La equidad social es la distribución justa e igualitaria de los servicios públicos integrados a una política pública. Incluye paridad en el acceso a programas y servicios, y la capacidad de participar en los procesos políticos

De acuerdo con las encuestas nacionales de salud (Ensanut) que desarrolla el Instituto Nacional de Salud Pública (INSP), el sector privado, a través de los médicos de barrio y los consultorios adyacentes a las farmacias (CAF), atiende aproximadamente a la mitad de la población mexicana con una necesidad de salud aguda de asequible resolución. Esto tiene implicaciones sobre la equidad y el bienestar de los hogares mexicanos, por lo cual una de las prioridades del sistema público de salud en el futuro será mejorar la accesibilidad y calidad de los servicios de atención primaria, para persuadir a la población de utilizar en forma óptima los servicios públicos. La Ensanut ha documentado que, durante la última década, aumentó significativamente la cobertura de los consultorios adyacentes a las farmacias; sin embargo, la proporción de la población con una necesidad de salud que recibió atención en el sector público aumentó de 34 a 46% entre 2006 y 2023, porcentaje que sigue siendo muy bajo.

En el entorno de transformación del sistema público de salud de México, consideramos que el sistema de salud debe tener como pilar un modelo de atención primaria a la salud (APS), el cual, a su vez, debe promover la portabilidad del primer nivel de atención como base de la integración del sistema: por esta razón debemos buscar un nuevo abordaje de salud territorial y encontrar mecanismos para la integración del médico del barrio y los CAF al Modelo de Atención a la Salud para el Bienestar. Es necesario considerar que los CAF deberán tener un mecanismo para aumentar su calidad y esto sólo es posible llevarlo a cabo a través de la regulación, acreditación y vigilancia de las prescripciones que emiten y buscando su profesionalización. El INSP puede participar activamente en la formación de estos profesionales de la salud con la perspectiva de atención primaria a la salud.

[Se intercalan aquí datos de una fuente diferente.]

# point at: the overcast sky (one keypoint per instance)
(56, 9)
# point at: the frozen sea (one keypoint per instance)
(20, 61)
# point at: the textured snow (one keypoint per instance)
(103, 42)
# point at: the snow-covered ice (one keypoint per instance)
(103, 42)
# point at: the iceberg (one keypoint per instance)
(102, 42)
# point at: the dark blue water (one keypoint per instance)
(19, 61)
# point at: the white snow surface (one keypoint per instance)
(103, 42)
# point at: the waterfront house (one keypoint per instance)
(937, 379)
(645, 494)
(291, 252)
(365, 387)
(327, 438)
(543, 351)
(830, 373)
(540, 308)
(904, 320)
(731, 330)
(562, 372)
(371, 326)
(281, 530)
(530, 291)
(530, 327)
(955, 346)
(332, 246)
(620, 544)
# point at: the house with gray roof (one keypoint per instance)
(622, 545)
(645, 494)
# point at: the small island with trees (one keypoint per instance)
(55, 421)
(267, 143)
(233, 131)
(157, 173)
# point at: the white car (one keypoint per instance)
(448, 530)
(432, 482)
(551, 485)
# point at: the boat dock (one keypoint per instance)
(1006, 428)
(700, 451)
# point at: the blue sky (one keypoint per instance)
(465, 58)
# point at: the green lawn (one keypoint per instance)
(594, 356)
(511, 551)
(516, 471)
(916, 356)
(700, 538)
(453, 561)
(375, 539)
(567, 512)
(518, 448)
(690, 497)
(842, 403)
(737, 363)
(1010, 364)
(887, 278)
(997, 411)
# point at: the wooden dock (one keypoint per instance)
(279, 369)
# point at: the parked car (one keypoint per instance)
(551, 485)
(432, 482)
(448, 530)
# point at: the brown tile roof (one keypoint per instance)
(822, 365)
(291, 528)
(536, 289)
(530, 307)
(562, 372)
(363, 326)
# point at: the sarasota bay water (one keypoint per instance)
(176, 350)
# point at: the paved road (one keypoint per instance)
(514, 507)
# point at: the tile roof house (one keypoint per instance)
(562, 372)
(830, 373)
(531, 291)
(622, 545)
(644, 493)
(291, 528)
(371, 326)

Tenemos que reconocer que México es un entorno de exposiciones mixtas, donde interactúan la transición epidemiológica, la demográfica, los riesgos y el contexto social. Es decir, un escenario donde existen sindemias que hacen más complejas las intervenciones poblacionales específicas, en un entorno global de nuevas pandemias y surgimiento de enfermedades emergentes y reemergentes, y de acciones multisectoriales y su coordinación, que se constituyen como un elemento clave de política pública. Durante las administraciones federales de salud anteriores se dio prioridad al incremento y fortalecimiento de la infraestructura en salud con el fin de curar enfermedades, pues esto constituye una demanda de la población nacional; sin duda, debemos responder a esta necesidad aún no satisfecha. Sin embargo, hay que reconocer que debemos transitar hacia un nuevo enfoque multisectorial de salud pública que privilegie el desarrollo infantil temprano en el hogar, así como en los ámbitos escolar y comunitario. También debemos preguntarnos qué tan sostenible es un sistema de salud que, si no se implementan acciones efectivas de salud pública, enfrentará en las próximas décadas un escenario con 40% de su población viviendo con diabetes, 50% con hipertensión, además de las condiciones actuales de su población adulta: 70% con sobrepeso y obesidad. Se debe cuestionar también cómo dar respuesta a las necesidades de salud de 17 millones de personas mayores de 60 años, número que se triplicará en los próximos 40 años.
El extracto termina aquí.